2. Can’t Hardly Wait (1998)
The characters (and audience) of this ensemble comedy about a graduation-night party, just about the only movie from the late ’90s teen-movie boom that doesn’t involve teens getting murdered, learn an important lesson about high school: that the second it’s over, it’s culture and rigorous hierarchy no longer matter. That’s freeing for many — shy and brainy Preston (Ethan Embry) connects with Amanda, the popular, idealized dream girl (Jennifer Love Hewitt) who has outgrown playing into that archetype. And rather than exact revenge on a jock bully, nerdy William gets drunk, sheds his dorky image, and becomes a party god.
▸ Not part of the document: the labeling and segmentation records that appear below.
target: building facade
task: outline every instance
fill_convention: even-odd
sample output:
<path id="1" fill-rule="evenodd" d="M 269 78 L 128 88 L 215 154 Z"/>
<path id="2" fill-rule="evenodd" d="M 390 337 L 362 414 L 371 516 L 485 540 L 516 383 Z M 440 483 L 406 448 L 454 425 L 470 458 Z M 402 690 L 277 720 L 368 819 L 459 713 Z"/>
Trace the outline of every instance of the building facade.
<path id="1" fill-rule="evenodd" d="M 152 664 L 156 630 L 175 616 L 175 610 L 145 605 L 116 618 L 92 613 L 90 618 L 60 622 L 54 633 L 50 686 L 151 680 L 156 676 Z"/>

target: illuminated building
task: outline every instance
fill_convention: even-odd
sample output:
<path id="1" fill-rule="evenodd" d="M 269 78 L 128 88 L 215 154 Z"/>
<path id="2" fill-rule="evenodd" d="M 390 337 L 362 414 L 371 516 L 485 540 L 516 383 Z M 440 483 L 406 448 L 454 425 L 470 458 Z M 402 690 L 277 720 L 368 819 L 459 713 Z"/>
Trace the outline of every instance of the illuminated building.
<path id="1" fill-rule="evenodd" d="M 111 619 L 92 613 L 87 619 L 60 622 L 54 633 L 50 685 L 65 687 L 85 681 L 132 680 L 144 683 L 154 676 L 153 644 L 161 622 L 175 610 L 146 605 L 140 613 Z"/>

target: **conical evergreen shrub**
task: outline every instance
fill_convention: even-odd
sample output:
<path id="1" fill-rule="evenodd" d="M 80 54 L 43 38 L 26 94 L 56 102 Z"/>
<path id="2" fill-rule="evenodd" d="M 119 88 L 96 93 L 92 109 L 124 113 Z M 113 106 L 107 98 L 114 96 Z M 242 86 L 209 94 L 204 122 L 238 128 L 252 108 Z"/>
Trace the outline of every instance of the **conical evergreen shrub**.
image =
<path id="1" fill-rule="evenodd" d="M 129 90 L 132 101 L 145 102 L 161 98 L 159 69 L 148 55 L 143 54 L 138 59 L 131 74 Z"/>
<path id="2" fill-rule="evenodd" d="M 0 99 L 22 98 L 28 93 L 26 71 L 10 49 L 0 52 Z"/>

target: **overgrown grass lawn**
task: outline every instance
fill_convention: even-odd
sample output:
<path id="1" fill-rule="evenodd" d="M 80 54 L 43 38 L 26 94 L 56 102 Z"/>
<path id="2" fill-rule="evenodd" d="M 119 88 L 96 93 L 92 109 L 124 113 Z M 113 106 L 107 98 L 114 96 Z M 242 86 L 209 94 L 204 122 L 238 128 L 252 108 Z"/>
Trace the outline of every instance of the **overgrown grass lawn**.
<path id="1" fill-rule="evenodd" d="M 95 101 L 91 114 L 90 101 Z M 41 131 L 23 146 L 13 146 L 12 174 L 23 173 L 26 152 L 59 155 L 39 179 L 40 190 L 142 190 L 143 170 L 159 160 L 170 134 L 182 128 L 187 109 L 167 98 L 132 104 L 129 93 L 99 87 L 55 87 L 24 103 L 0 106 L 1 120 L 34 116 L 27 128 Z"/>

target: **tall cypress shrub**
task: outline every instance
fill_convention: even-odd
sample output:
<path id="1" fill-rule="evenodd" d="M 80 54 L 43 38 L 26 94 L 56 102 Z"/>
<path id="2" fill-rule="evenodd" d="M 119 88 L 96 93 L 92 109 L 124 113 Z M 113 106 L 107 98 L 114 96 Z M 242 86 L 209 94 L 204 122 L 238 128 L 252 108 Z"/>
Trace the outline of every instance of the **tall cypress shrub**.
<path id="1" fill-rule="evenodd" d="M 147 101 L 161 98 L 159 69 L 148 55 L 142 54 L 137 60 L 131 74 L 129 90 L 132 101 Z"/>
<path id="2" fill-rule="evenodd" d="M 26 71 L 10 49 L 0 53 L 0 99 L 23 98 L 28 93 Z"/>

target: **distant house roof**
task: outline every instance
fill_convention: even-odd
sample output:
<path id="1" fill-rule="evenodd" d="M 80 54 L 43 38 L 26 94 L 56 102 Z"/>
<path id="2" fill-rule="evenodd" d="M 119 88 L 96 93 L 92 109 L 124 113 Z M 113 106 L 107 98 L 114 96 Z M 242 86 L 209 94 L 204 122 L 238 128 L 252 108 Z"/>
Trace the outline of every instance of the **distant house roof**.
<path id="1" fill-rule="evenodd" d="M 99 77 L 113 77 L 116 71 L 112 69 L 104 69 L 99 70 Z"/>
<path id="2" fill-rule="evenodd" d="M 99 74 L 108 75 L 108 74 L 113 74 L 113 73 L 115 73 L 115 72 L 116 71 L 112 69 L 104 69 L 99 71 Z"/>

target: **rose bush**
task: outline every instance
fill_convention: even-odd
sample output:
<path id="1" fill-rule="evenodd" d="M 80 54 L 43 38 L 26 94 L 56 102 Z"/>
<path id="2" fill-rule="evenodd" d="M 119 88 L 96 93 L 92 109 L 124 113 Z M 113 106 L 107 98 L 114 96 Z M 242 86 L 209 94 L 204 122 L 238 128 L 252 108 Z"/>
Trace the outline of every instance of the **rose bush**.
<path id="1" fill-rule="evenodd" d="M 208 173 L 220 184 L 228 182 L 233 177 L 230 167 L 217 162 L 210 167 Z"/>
Meanwhile, that jock bully, Mike (Peter Facinelli) realizes that very night that he peaked in high school, and it’s all downhill from there for him.
1. Superbad (2007)
The 2000s were a heady time for raunchy dude-bro comedies — The Hangover, Wedding Crashers, Old School, and the like. Superbad was marketed as such, except this time the guys getting up to mischief were nerdy teens, portrayed by Jonah Hill and Michael Cera. While the booze, sex, McLovin, and slacker cops made Superbad a dorm-room staple, the big feelings in Superbad showed what screenwriters Seth Rogen and Evan Goldberg could do. This is only superficially a movie about two best friends finally getting their party on in the waning days of high school. As Seth (Hill) and Evan (Cera) are based on the screenwriters themselves, it’s actually a poignant, bittersweet movie about deep male friendship. Inseparable Seth and Evan can barely handle (and try not to talk about) how they’ll soon go off to different colleges, knowing their relationship will likely never be the same again.